Faltam, aproximadamente, três meses para a data prevista da eleição e muitas incertezas em relação a todo o processo que ela envolve: preparação da Justiça Eleitoral, campanha, debates e a própria votação em si.
Esses aspectos se desdobram em outros, que passam, principalmente, por questões de saúde pública, como alerta o médico infectologista e professor da Universidade Tiradentes, Matheus Todt.
INEVITABILIDADE
“Devido ao tamanho territorial e à heterogeneidade do país, em termos social e econômico, vivemos o “pico da pandemia” em diferentes momentos. Então, definitivamente, não é o ideal realizar uma eleição nessas circunstâncias”, reforça.

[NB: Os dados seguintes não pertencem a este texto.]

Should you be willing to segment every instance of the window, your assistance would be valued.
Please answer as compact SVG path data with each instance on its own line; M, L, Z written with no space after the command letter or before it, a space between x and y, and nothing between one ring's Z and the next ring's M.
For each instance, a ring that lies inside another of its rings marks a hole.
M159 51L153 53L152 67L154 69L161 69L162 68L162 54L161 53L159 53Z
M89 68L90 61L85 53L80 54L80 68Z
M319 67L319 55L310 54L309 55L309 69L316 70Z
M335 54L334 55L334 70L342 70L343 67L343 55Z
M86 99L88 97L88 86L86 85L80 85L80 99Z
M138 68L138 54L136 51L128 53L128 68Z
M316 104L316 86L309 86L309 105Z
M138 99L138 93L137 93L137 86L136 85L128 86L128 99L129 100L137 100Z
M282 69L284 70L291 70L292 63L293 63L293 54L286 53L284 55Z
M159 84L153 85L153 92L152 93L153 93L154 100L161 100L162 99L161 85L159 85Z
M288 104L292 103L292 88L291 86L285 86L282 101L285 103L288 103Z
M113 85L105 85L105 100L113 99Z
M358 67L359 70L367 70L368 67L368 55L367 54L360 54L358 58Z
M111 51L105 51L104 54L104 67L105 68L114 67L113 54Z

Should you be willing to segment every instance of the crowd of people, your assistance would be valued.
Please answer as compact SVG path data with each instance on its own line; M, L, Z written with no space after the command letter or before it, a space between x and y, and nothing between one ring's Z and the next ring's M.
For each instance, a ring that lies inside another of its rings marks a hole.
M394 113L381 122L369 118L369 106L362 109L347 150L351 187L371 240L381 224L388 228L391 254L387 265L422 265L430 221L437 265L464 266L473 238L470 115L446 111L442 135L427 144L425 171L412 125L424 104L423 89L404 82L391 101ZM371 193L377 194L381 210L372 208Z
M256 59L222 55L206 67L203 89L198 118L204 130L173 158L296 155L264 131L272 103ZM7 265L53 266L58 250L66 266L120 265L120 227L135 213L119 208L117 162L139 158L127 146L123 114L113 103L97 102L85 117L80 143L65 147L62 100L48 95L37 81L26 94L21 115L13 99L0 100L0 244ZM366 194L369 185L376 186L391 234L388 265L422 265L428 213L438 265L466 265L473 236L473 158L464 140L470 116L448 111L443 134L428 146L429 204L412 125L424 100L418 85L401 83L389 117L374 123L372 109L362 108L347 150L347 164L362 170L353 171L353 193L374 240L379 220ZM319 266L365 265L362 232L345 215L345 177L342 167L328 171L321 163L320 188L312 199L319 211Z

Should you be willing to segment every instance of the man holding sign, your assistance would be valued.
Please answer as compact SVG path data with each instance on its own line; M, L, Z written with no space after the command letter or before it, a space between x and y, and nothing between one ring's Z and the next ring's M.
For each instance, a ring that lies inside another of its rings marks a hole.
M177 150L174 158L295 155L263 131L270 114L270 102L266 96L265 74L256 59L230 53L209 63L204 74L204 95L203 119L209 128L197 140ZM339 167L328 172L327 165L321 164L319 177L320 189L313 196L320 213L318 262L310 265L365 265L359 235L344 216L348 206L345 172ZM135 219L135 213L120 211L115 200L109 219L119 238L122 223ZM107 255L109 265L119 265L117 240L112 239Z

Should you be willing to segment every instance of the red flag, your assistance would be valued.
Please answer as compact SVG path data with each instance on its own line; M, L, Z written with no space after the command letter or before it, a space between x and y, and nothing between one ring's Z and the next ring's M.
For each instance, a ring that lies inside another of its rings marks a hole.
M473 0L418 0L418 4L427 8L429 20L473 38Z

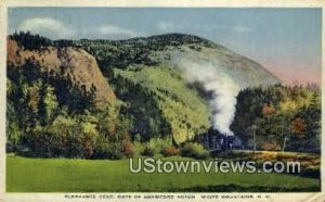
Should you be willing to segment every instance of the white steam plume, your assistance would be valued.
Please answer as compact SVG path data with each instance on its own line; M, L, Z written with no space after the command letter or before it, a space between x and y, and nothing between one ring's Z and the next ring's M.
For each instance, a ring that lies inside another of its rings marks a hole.
M230 125L234 118L236 96L240 88L222 71L224 70L223 67L218 67L217 65L221 64L206 61L182 61L177 66L185 72L190 83L202 83L205 90L212 92L210 105L212 109L211 122L213 128L220 132L233 135Z

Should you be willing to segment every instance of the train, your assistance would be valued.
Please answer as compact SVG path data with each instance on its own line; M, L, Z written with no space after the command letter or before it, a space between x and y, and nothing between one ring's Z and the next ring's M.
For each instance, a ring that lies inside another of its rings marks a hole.
M197 136L196 141L210 151L226 151L244 149L242 139L233 134L223 134L210 128L206 134Z

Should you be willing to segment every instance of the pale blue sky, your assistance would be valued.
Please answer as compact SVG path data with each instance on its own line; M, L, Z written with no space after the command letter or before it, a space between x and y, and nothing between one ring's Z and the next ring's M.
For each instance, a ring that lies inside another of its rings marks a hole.
M14 8L9 34L51 39L197 35L269 68L281 79L321 81L321 9Z

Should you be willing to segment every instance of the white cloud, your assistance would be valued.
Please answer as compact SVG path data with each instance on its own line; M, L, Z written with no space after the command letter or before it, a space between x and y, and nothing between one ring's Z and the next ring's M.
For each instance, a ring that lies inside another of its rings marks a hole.
M52 39L68 38L74 35L74 31L66 25L50 17L27 18L22 22L17 29L24 31L29 30L32 34L39 34Z
M122 27L117 27L113 25L104 25L99 28L99 33L104 36L116 36L116 35L122 35L126 37L139 37L142 36L141 33L134 31L131 29L126 29Z
M176 28L176 25L173 23L170 23L170 22L161 21L157 24L157 28L162 30L162 31L170 31L170 30Z
M250 29L248 27L244 27L244 26L240 26L240 25L235 25L233 27L233 29L237 33L249 33Z

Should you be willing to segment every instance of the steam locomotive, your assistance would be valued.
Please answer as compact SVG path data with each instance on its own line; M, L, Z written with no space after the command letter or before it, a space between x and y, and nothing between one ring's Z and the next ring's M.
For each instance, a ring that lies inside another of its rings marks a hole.
M196 141L202 143L207 150L226 151L244 149L240 138L235 135L219 132L213 128L197 137Z

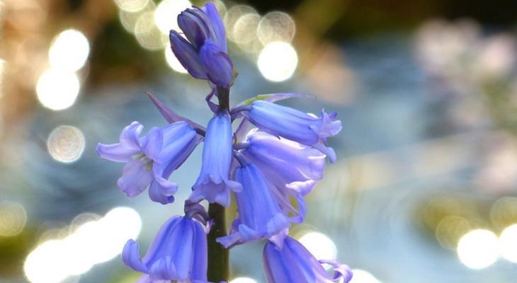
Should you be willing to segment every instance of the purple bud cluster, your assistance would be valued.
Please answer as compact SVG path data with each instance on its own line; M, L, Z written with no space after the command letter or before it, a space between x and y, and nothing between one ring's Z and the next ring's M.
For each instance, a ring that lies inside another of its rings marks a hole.
M211 219L200 203L227 207L233 193L237 217L229 233L217 241L231 248L266 239L268 282L348 282L352 275L346 265L316 259L288 236L291 224L305 219L305 197L322 178L326 158L336 161L326 138L339 132L341 121L335 113L322 111L317 117L274 103L295 94L258 96L230 108L228 96L237 73L215 6L208 3L186 9L178 23L183 33L171 31L172 50L193 77L208 81L206 100L214 116L205 129L149 95L169 125L142 135L143 126L133 122L124 128L119 143L98 144L101 157L125 163L117 182L122 192L134 197L147 190L152 200L166 204L174 202L178 190L169 176L203 143L200 172L186 202L185 216L167 221L143 258L138 244L128 241L124 262L144 275L139 282L208 282ZM214 96L219 103L211 101ZM239 123L234 132L234 122ZM334 274L322 265L331 266Z

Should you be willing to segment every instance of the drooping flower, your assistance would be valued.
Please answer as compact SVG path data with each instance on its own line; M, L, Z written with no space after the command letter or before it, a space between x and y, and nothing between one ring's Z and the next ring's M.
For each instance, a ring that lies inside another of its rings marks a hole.
M183 121L153 127L140 137L143 128L133 122L122 131L120 142L99 143L97 153L103 158L126 163L117 185L128 197L134 197L149 187L152 200L161 204L173 202L178 185L167 179L192 153L200 137Z
M284 238L281 247L268 242L263 258L268 283L347 283L352 279L348 266L333 260L318 261L303 245L288 236ZM329 275L322 263L334 267L333 276Z
M296 142L254 129L237 147L281 190L306 195L323 178L325 155Z
M326 138L341 129L336 114L322 110L322 117L279 105L265 100L255 100L246 114L259 129L302 144L312 146L325 154L331 162L336 161L334 149L326 146Z
M234 66L227 54L226 32L215 6L207 3L178 16L178 24L186 40L175 30L169 38L172 51L188 73L229 88L233 83Z
M229 190L239 191L241 185L229 180L232 156L232 122L228 111L221 111L210 120L205 136L201 173L193 186L189 200L206 200L229 205Z
M296 142L251 129L238 143L239 152L267 176L284 214L301 223L305 216L304 196L323 177L325 155ZM292 201L297 207L292 205Z
M254 164L246 163L235 169L234 178L242 185L242 190L235 192L238 216L230 234L217 238L217 242L228 248L261 238L278 241L275 236L288 228L290 221L263 173Z
M126 243L122 259L130 268L144 273L143 282L172 280L207 283L206 232L200 223L176 216L160 229L144 258L133 240ZM169 282L169 281L165 281Z

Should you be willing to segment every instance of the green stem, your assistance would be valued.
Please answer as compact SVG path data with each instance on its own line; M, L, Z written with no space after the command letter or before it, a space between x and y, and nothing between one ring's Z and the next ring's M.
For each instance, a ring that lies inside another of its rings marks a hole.
M225 207L218 204L208 206L208 216L214 221L208 236L208 281L220 282L228 281L229 275L229 253L215 241L226 233Z

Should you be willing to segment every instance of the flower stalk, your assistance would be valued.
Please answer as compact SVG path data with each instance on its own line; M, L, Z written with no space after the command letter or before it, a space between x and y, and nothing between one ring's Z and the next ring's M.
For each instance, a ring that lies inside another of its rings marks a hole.
M216 239L227 236L226 211L225 207L217 203L210 204L208 216L213 221L210 233L207 236L208 241L208 281L220 282L228 282L229 275L229 250L225 248Z

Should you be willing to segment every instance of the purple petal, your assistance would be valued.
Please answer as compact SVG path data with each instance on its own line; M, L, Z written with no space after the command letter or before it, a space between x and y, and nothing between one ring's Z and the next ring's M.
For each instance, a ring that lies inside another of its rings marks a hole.
M124 264L133 270L147 273L147 267L140 260L140 246L133 240L129 240L122 250L122 260Z
M334 281L348 283L353 277L352 270L346 265L341 264L336 260L322 260L319 262L332 267L334 269L334 277L332 279Z
M147 188L153 180L153 175L150 170L146 169L147 166L140 159L127 163L117 181L120 190L134 197Z
M158 158L161 146L164 145L164 133L157 127L152 128L145 135L142 149L147 158L155 160Z
M229 88L234 80L234 66L228 55L212 40L205 40L199 58L208 79L216 86Z
M210 25L213 28L215 39L215 42L219 46L222 51L225 52L227 52L227 43L226 43L226 31L225 30L225 25L222 23L220 16L217 12L217 8L213 3L208 2L201 9L208 16Z
M122 130L119 137L120 144L128 149L140 149L139 137L142 129L144 129L142 125L136 121L132 122Z
M172 52L188 74L195 79L208 79L194 47L174 30L171 30L169 38Z
M162 204L174 202L174 193L178 190L178 185L169 182L165 179L160 181L155 180L149 187L149 197L153 201ZM166 184L163 186L160 183Z
M104 159L115 162L127 162L132 156L140 153L140 149L128 149L122 144L97 144L97 154Z
M229 204L229 190L240 185L229 180L232 163L232 122L227 111L216 114L208 122L203 149L201 172L188 199L194 202L206 200L223 206Z

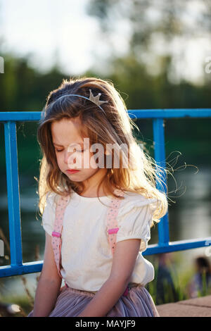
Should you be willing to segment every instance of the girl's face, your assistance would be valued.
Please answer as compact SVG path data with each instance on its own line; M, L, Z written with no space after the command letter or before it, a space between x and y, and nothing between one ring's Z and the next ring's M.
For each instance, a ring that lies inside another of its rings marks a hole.
M98 168L94 161L89 139L79 135L81 125L78 118L63 118L51 123L51 135L58 168L71 180L84 182L94 187L106 173L104 168ZM68 169L79 171L70 173Z

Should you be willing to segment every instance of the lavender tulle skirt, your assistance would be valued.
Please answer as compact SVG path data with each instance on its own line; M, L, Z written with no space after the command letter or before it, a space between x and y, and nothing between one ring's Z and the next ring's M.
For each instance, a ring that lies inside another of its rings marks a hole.
M62 287L49 317L77 317L90 302L94 292ZM32 311L27 317L32 317ZM107 313L106 317L160 317L153 298L142 285L129 289Z

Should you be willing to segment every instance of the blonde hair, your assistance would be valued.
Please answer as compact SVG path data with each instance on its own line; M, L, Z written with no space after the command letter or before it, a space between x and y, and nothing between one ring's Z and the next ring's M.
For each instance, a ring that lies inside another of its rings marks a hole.
M108 101L102 104L104 111L90 101L70 95L78 94L89 98L89 89L95 96L101 93L101 100ZM43 154L39 179L41 213L48 192L53 191L60 195L71 196L72 191L79 193L84 190L83 182L72 181L58 168L51 132L53 122L77 117L82 123L81 136L89 137L91 144L100 143L104 150L108 144L118 146L117 149L122 152L120 156L121 165L128 158L125 150L129 151L128 166L117 168L113 163L115 151L111 151L112 167L107 169L98 185L98 189L103 184L107 195L117 196L112 189L115 187L139 194L147 199L156 198L158 204L153 210L151 226L154 223L158 223L166 214L168 203L166 194L156 188L156 182L162 187L162 183L165 183L160 173L167 170L158 166L155 160L139 146L133 136L133 127L138 130L139 127L129 118L124 101L113 84L96 77L63 80L58 88L51 91L47 97L37 130L37 140ZM122 145L127 148L122 149Z

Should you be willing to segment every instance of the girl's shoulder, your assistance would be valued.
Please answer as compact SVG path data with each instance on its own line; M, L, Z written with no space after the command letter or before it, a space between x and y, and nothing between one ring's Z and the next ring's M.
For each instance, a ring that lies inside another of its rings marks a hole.
M158 200L156 198L146 198L142 194L136 192L124 191L124 200L122 201L122 211L129 211L132 209L136 209L145 206L149 206L153 212L158 206Z
M50 205L51 208L56 208L56 204L58 201L58 199L60 196L57 193L53 192L53 191L49 191L46 194L46 205Z
M146 198L143 195L136 192L131 192L128 191L124 191L124 192L125 203L132 204L134 206L141 206L158 202L158 199L156 198Z

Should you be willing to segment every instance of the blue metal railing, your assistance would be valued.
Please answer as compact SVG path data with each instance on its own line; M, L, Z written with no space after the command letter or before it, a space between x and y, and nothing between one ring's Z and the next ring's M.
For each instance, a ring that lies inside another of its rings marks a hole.
M20 192L18 168L16 122L37 121L40 111L0 112L0 122L4 124L6 163L6 180L11 249L11 265L0 267L0 277L38 273L43 261L23 263L20 227ZM129 110L132 118L151 118L153 127L155 146L154 158L158 165L165 168L165 119L181 118L211 118L211 108L200 109L147 109ZM163 173L165 185L167 178ZM158 183L158 189L159 189ZM165 187L165 190L166 188ZM165 191L166 193L166 191ZM168 213L163 216L158 226L158 244L148 245L143 255L182 251L205 246L211 243L211 237L170 242Z

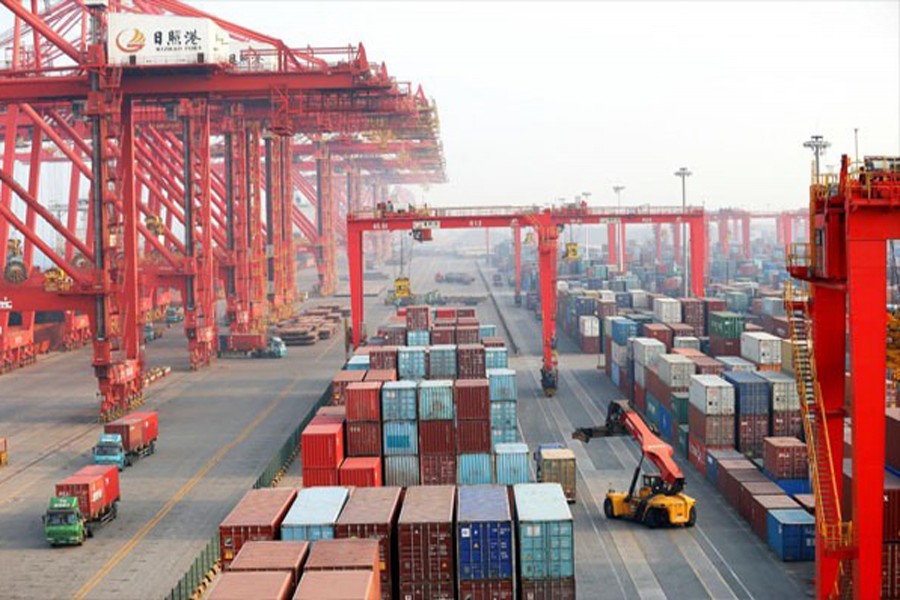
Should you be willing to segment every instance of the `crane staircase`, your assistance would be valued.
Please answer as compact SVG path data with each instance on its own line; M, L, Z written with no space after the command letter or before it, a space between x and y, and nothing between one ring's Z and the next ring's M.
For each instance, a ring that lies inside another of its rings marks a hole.
M824 544L824 553L840 558L838 577L830 597L850 598L852 523L844 521L841 515L840 498L837 494L838 475L834 470L825 406L816 376L809 298L788 281L785 285L784 305L793 342L794 376L800 396L803 431L816 498L816 528L820 534L819 539Z

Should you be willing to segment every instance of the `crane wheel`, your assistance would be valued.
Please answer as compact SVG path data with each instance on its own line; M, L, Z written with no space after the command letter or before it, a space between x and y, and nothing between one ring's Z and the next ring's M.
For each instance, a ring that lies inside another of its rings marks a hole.
M684 524L685 527L693 527L697 523L697 508L692 506L691 512L688 513L688 521Z

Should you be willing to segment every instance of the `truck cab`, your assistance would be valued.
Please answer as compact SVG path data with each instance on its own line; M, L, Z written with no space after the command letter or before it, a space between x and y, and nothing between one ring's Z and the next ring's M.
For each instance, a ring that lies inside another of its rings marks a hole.
M123 470L127 457L122 436L118 433L101 433L94 446L93 460L95 465L116 465L120 471Z
M91 536L73 496L50 498L50 506L43 516L44 537L51 546L81 545Z

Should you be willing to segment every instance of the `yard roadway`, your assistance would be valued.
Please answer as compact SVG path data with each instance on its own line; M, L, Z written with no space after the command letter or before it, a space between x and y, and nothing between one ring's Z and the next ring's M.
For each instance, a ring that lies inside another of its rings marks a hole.
M345 301L346 303L346 301ZM219 360L187 370L180 326L148 345L175 371L153 384L154 456L121 474L119 517L82 547L50 548L41 515L54 484L89 463L101 427L90 351L0 377L0 597L161 598L253 485L343 362L343 333L283 360Z

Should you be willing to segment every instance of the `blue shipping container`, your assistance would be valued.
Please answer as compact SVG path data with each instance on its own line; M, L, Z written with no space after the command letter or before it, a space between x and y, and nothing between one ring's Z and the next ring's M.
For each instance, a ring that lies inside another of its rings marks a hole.
M350 496L345 487L301 488L281 522L281 539L287 541L334 539L334 524Z
M770 510L769 548L784 561L816 559L816 518L802 508Z
M575 576L572 512L558 483L513 487L519 516L519 565L523 579Z
M511 579L515 575L506 487L460 486L456 522L460 579Z
M518 396L516 372L513 369L489 369L491 402L515 401Z
M404 346L397 351L397 375L400 379L425 379L425 348Z
M769 414L769 384L765 379L743 371L726 371L722 378L734 386L734 410L737 414Z
M491 483L493 465L490 454L460 454L456 457L456 483L481 485Z
M494 481L500 485L529 483L528 444L494 444Z
M452 421L454 417L453 382L448 379L419 383L419 419Z
M419 485L419 457L385 456L384 485L396 487Z
M385 421L415 421L418 387L415 381L385 381L381 386L381 418Z
M419 453L419 425L416 421L385 421L382 429L386 457Z

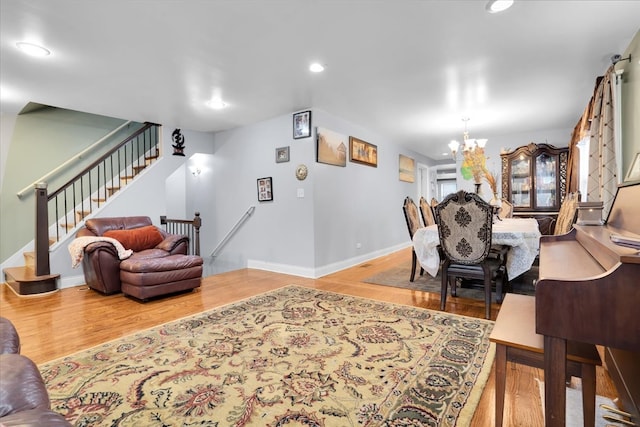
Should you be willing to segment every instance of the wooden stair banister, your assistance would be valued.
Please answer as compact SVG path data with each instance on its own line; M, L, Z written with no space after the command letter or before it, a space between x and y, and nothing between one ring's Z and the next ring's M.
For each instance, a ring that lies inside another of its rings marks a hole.
M158 129L159 125L145 123L58 190L48 193L46 182L35 184L33 265L3 270L7 283L17 294L30 295L57 289L60 275L51 274L49 260L52 227L55 230L53 241L58 242L61 239L61 228L64 229L64 234L72 232L84 221L85 216L93 212L92 203L96 202L99 208L108 197L157 160L160 154ZM109 188L109 182L116 185ZM52 204L52 212L55 210L54 225L49 224L49 203Z
M160 224L164 225L165 231L168 233L188 236L189 254L200 255L200 227L202 226L200 212L196 212L193 219L168 219L162 215Z

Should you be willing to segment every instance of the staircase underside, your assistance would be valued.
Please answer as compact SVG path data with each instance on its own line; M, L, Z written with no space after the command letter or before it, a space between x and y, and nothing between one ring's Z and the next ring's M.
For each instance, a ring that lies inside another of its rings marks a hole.
M18 295L35 295L58 289L59 274L36 276L33 267L10 267L3 270L5 281Z

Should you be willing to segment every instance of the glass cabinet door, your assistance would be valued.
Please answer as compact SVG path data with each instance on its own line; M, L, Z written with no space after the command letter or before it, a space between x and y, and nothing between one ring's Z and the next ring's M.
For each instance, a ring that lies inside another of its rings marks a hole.
M556 208L556 156L542 153L536 157L535 204L538 208Z
M531 207L531 158L520 157L511 164L511 203L514 207Z

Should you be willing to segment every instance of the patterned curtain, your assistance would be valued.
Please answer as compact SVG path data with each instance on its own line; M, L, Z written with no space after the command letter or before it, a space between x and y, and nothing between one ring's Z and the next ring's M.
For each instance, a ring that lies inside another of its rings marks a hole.
M609 215L618 188L612 72L613 66L600 81L593 98L589 142L587 201L603 202L603 218Z
M600 79L596 81L596 89L599 81ZM573 128L573 133L571 134L571 142L569 143L569 159L567 160L567 193L565 196L570 193L575 193L578 191L578 187L580 186L580 149L578 148L578 143L589 133L589 125L591 123L589 119L591 118L592 108L593 96L591 97L589 104L585 107L582 117L580 117L580 120ZM586 197L584 200L586 200Z

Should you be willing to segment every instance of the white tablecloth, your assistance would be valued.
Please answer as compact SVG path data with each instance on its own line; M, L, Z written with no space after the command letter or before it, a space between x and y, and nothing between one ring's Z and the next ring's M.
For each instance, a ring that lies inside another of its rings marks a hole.
M540 248L540 230L534 218L505 218L493 223L491 243L508 245L507 275L518 277L531 269ZM440 268L438 228L435 225L418 229L413 235L413 247L422 268L435 277Z

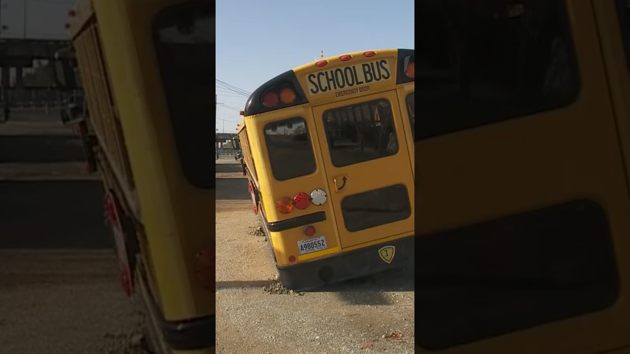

Aliás, para o infectologista, as pessoas não deveriam sequer ir votar. “Mas, considerando a inevitabilidade das eleições ainda esse ano, as pessoas devem evitar aglomerações, manter a distância mínima de 1-2m, evitar tocar as superfícies, ter o álcool gel sempre à mão e sempre usar a máscara”, recomenda.
Doutor em Sociologia, professor e pesquisador, Allan Veiga, explica que, no âmbito de um Estado democrático de direito, qualquer posicionamento que tenha como escopo privilegiar os ditames dos dispositivos constitucionais deve ser encarado como acertado.
DISPOSITIVOS
Neste sentido, para o professor doutor, a decisão de dar manutenção à eleição ainda para este ano, adiando-a de outubro para novembro, conservando o tempo de mandato, pode ser vista como um ato que conforta bem ao menos dois dispositivos constitucionais essenciais.
“Por um lado, a “inviolabilidade do direito à vida”, expressa no artigo 5o da constituição; preservando o cidadão, ainda que de forma mitigatória e não absoluta; e, por outro lado, o “sufrágio universal”, por meio do qual a “soberania popular será exercida”, como expresso no artigo 14 da carta republicana, trazendo, a reboque, o “princípio da alternância dos poderes””, argumenta.
Recentemente, a assessoria técnica do Tribunal Superior Eleitoral – TSE - emitiu parecer ponderando que aqueles políticos popularmente chamados de “ficha-suja”, condenados por abuso de poder econômico e/ou político na eleição de 2012, afastados, por oito anos, de disputas políticas, devem poder concorrer já na eleição de 2020.
QUESTÕES JURÍDICAS
Isso porque, uma vez que a eleição de 2012 ocorreu em 7 de outubro e que a eleição desse ano, inicialmente marcada para 4 de outubro, foi adiada para 15 novembro, a assessoria do TSE entende que eles já têm o direito de concorrer legalmente reestabelecido, restando a análise e o voto dos ministros do Tribunal para definir a questão.
“Certamente, neste caso, para os interessados, o adiamento pode ser bastante “positivo”, ainda que não o seja para o desenvolvimento pleno da democracia”, ressalta Allan Veiga, que admite não estar convicto de que a eleição deste ano não contará com o chamado “corpo a corpo”, como estratégia de campanha eleitoral.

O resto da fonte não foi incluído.